RIA Services and Authentication - Part 2 (Using Roles)

Addendum to the RIA Services and Authentication post demonstrating use of roles in the Book Club application as part of authentication and authorization.

When I posted my RIA Services and Authentication post earlier in the week (which I highly recommend checking out first if you haven't), the first comments/tweets I saw indicated people also want to see roles working in the application. So I decided to add this bit of functionality, both in the Book Club application and the supporting functionality in the RIAEssentials framework, so you can use it easily in your own applications as well.

From a scenario perspective, what I am going to do is require an Admin role to browse and add book club members.


Adding and Using Roles

The first step is to update the AuthenticationService implementation I showed earlier to add roles into the authentication process. It only requires quite literally a couple of minor tweaks, th.

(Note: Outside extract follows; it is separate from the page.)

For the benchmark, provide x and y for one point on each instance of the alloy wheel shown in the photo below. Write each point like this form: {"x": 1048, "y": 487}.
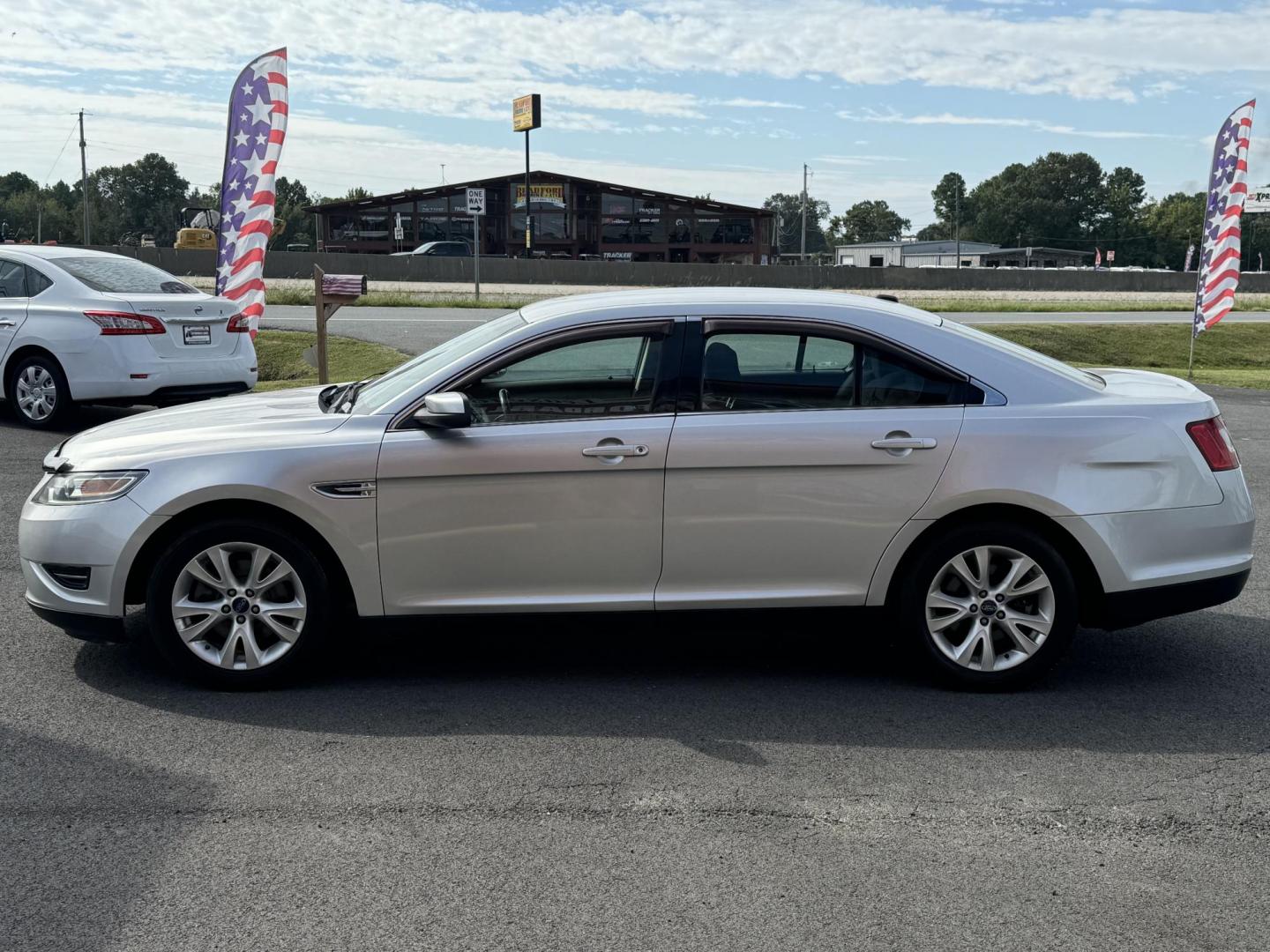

The added lines are shown in bold:

public class AuthenticationService : FormsAuthenticationService<User> {

    public AuthenticationService()
        : base(/* enableRoles */ true) {
    }

    protected override User ValidateCredentials(string name, string password,
                                                string customData) {
        User user = null;
        using (BookClubEntities bookClubObjectContext = new BookClubEntities()) {
            Member member = bookClubObjectContext.Members.Where(m => m.MemberAlias == name).FirstOrDefault();

            if ((member != null) && Authentication.ValidatePassword(password, member.PasswordHash)) {
                user = new User() {
                    Name = name,
                    Roles = member.IsAdmin ? new string[] { "Admin" } : null,
                    MemberID = member.MemberID,
                    DisplayName = member.MemberName
                };

                if (member.LoginDate != DateTime.UtcNow.Date) {
                    member.LoginDate = DateTime.UtcNow.Date;
                    bookClubObjectContext.SaveChanges();
                }
            }
        }

        return user;
    }
}

As you can see, very minor updates. All the app developer has to do is enable roles, and then populate the Roles property of the user from the DAL. The next step is using the role information in authorization rules on domain services or domain service operations. For the sample app, all I need to do is declare that the MembersService requires Admin role.

[RequiresAuthentication]
[RequiresRole("Admin")]
public class MembersService : LinqToEntitiesDomainService<BookClubEntities> {
}

Finally on the client, I need to update the link to the Members page to account for the new authorization rule:

<Application.Resources>
  <fx:UserConverter x:Key="requiresAdminConverter"
    RequiresAuthentication="true" RequiredRole="Admin" />
</Application.Resources>

<HyperlinkButton Content="Members" NavigateUri="/Members"
  Visibility="{Binding Source={StaticResource webContext},
      Path=Current.User, Converter={StaticResource requiresAdminConverter}}" />

It is as simple as that. At the very least, it can be with the right framework bits in place. :-)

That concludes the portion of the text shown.